Monday, August 08, 2022

Government-sponsored debt-slavery

Stuff this morning has an appalling story about the exploitation of RSE workers in Blenheim, with workers being overcharged for substandard accommodation, denied sick-leave, and held in what is effectively debt-slavery:

Migrant horticulture workers are being housed six men to a room, charged $150 a week to sleep in freezing and damp conditions which see them fall sick repeatedly, and then refused paid sick leave.

One worker living in a crowded motel unit in Blenheim became so unwell he was coughing blood, but his boss initially refused to take him to the doctor, telling him to go to The Warehouse and buy paracetamol instead.


Conditions are so bad, some of the workers say they are desperate to go home, but have been unable because they are in debt to their employers for flights, work clothing, or tools. Some have so many deductions from their pay each week, they end up with as little as $100.

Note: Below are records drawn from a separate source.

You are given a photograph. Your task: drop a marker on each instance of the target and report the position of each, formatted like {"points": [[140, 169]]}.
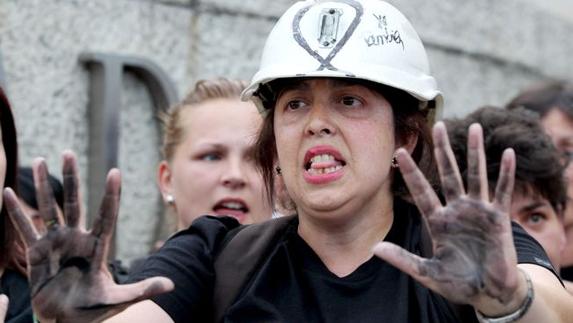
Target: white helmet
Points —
{"points": [[362, 39]]}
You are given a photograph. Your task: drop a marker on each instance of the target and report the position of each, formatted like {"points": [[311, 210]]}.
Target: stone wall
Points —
{"points": [[481, 51]]}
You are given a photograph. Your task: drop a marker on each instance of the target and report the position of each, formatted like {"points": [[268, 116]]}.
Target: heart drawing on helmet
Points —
{"points": [[325, 61]]}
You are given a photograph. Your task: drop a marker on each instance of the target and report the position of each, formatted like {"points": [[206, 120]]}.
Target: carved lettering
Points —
{"points": [[106, 72]]}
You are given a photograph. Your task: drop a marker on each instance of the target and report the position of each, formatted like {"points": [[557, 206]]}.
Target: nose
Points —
{"points": [[319, 121], [234, 176]]}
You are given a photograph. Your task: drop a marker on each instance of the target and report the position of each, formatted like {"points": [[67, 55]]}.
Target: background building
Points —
{"points": [[52, 51]]}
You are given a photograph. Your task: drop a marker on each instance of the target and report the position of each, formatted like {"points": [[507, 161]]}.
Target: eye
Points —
{"points": [[211, 157], [295, 104], [350, 101], [536, 218]]}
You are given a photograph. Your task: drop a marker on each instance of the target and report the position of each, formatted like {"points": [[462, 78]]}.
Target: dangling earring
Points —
{"points": [[394, 163], [169, 199]]}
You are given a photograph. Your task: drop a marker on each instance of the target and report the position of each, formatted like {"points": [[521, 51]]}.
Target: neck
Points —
{"points": [[344, 245]]}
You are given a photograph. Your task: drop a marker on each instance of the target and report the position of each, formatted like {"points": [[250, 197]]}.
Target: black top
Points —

Equal Employment Opportunities Commissioner Saunoamaali'i Karanina Sumeo, who investigated this, is quite explicit in calling this as debt bondage, "where salary deductions are being used as a means to financially control workers". This is meant to be a crime in Aotearoa, but the way the RSE scheme is set up virtually guarantees it. Rather than being free to work for anyone, RSE workers are "bonded" to a particular employer, held captive to allow their exploitation. Effectively, we have a system of government-sponsored debt-slavery for the benefit of the horticultural industry.

We need to end this exploitative system. And the easiest way of doing it is to end bonding and give people real visas, so workers can move to non-exploitative employers. Of course, that would defeat the purpose - to provide the horticultural industry with cheap, captive labour to subsidise their profits. So I guess our chickenshit Labour government - supposedly a worker's party - will let this exploitation continue.